Blog

07
March 2014

Gavin Pickin

Dev Ops - From Mail Logs to DB Stats in a CFML Dashboard - Part 5

CFML Language, Server Admin

Its been a month since my last post in this series, so if you weren't reading my blog then, jump back into late Jan early Feb, and catch up on where we are at. We've done some testing, and we ready to clean up our log file import into the database.

Again, the code is raw, single page, no framework, not the prettiest thing around, but I think I have it pretty well nailed down now.
I have put the file in a gist, and will walk through it, discussing sections, and why I did what.

https://gist.github.com/gpickin/9406303


<cfsetting requesttimeout="600">
<cfparam name="thelogname" default="clean_maillogH.log">
<cfinclude template="stopwatch.cfm">
<cfset ds = "dev_bktools">
<cfset stopwatch = makeStopwatch()>
 
<cfoutput>
 
<cfset stopwatch.start("Begin timing")>

 

Lines 1 - 9.
As I mentioned last time, sometimes I will pass the log name in, because I have 2 logs I am processing, one updated hourly by our cron scripts, and the other, at the end of the week, in which we just check to make sure we don't miss any log items. I initiate our stopwatch, and begin timing.


<cfquery name="ind_control" datasource="#ds#">
	select * from ind_control
	where filename = <cfqueryparam value="#thelogname#" cfsqltype="cf_sql_varchar">
</cfquery>

 

Line 11 - 14
I am querying my control table, based on the name of the file, we want to see if the log we're processing is the same file we last processed, and if it is, where did we get to last time, so we can continue processing.


<cfset thecounter = 1>

 

Line 16 - Simple counter, so we know what line of the log file we're on.


<cfloop file="/pathtomylog/#thelogname#" index="thelog" >

 

Line 17 - We're going to loop through the log, line by line… as we progress, we'll count each line, and use that to compare to our last processed line, and see if we're at the end of the file, or not.


<cfif thecounter eq 1>

 

Line 18 - If we're on the first line of the file, we want to check and see if we have processed this before or not.


<cfset thedate = parseDateFromLine(thelog)>

 

Line 19 - Calls a UDF to take the line as input, and parse out the date/time, and return a date object.


<cfset batchsize = 50000>

 

Line 21 - We set the batch size to 50,000. It seemed to be quite a good size for reading and inserting into the database, it it should only take a few runs to roll through even large logs.

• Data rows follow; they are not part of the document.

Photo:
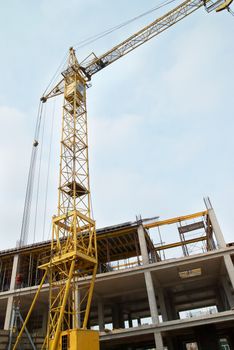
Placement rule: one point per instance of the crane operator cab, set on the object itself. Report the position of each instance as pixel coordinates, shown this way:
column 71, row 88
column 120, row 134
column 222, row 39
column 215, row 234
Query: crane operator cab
column 218, row 5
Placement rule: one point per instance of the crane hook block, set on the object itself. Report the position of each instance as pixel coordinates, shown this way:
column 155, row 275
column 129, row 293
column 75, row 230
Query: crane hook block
column 224, row 6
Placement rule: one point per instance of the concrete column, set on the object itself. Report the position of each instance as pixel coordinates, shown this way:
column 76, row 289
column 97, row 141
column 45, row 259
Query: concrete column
column 228, row 293
column 230, row 268
column 162, row 304
column 14, row 271
column 101, row 321
column 143, row 245
column 7, row 321
column 10, row 298
column 151, row 297
column 44, row 319
column 216, row 228
column 130, row 320
column 77, row 300
column 158, row 341
column 117, row 317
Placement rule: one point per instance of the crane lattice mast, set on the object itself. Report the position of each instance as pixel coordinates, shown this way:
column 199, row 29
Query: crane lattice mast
column 73, row 245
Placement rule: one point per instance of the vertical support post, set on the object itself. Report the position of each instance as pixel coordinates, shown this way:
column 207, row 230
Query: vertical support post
column 143, row 244
column 10, row 298
column 162, row 304
column 130, row 320
column 158, row 341
column 227, row 290
column 151, row 297
column 229, row 267
column 101, row 321
column 215, row 224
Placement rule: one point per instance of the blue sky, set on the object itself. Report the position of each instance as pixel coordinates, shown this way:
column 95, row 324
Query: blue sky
column 160, row 119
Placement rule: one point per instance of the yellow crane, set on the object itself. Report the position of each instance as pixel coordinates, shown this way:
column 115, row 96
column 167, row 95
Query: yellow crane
column 73, row 244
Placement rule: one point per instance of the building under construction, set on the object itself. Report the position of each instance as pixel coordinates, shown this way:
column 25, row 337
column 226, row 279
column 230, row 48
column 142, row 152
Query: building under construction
column 141, row 297
column 120, row 287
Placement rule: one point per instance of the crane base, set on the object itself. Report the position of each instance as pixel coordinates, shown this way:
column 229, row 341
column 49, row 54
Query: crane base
column 76, row 339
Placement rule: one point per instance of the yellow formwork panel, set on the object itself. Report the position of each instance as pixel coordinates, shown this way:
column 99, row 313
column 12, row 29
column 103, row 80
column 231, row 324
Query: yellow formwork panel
column 75, row 339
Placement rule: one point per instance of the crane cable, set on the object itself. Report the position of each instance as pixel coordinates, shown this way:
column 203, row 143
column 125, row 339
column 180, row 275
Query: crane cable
column 39, row 176
column 106, row 32
column 30, row 181
column 48, row 170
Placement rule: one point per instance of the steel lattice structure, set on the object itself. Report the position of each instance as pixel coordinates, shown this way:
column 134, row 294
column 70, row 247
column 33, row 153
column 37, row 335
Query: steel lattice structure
column 73, row 246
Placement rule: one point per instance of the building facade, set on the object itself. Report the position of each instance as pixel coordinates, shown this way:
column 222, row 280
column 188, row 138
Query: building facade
column 144, row 298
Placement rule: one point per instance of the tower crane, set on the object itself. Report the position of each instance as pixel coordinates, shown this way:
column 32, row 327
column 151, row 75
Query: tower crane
column 73, row 244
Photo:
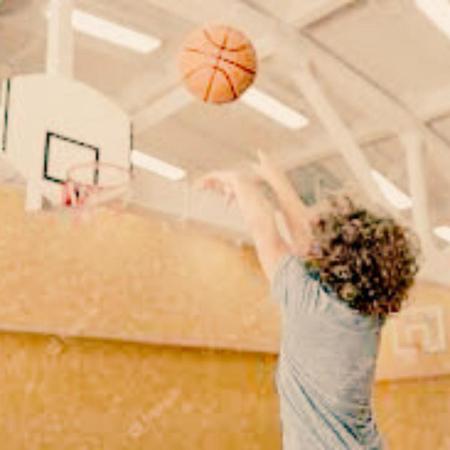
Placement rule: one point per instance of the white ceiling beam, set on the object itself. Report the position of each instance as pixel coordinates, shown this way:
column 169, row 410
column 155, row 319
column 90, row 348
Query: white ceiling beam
column 415, row 146
column 336, row 128
column 302, row 14
column 60, row 46
column 161, row 108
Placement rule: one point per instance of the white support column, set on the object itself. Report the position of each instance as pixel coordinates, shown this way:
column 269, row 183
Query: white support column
column 339, row 132
column 60, row 38
column 60, row 52
column 414, row 146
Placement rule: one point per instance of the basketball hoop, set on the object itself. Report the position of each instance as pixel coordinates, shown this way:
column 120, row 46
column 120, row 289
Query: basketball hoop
column 91, row 185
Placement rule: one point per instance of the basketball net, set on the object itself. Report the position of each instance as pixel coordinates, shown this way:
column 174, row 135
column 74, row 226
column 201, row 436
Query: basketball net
column 108, row 186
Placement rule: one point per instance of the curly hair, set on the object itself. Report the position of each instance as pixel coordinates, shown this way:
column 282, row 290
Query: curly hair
column 367, row 260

<cfif ind_control.dte_good neq thedate>
	<cfset startrow = 1>

 

Line 22 - 23 - If the date does not match the start date we had in the control file, this is a new file, so we need to start processing from the beginner no matter what the control file says.


<cfelse>
	<cfset startrow = ind_control.int_good_end + 1>
	<cfif ind_control.int_endoffile is 1>
		<cfset endoffile_found = 1>
	</cfif>	
</cfif>	

 

Line 24 - 29 - We set the starting row as the last row we processed, plus 1, and if last time we were at the end of the file, we set a variable to state that, later, we'll check that, to see if the number of rows have changes, and reset it or not.


<cfset endrow = startrow + batchsize - 1>

 

Line 30 - We just set the endow, for this batch run to be the start row + the batch size - 1, so we process the batch size number of records… since the start row is 1, 1 + 50000 is 50001, take one off, to keep nice round numbers.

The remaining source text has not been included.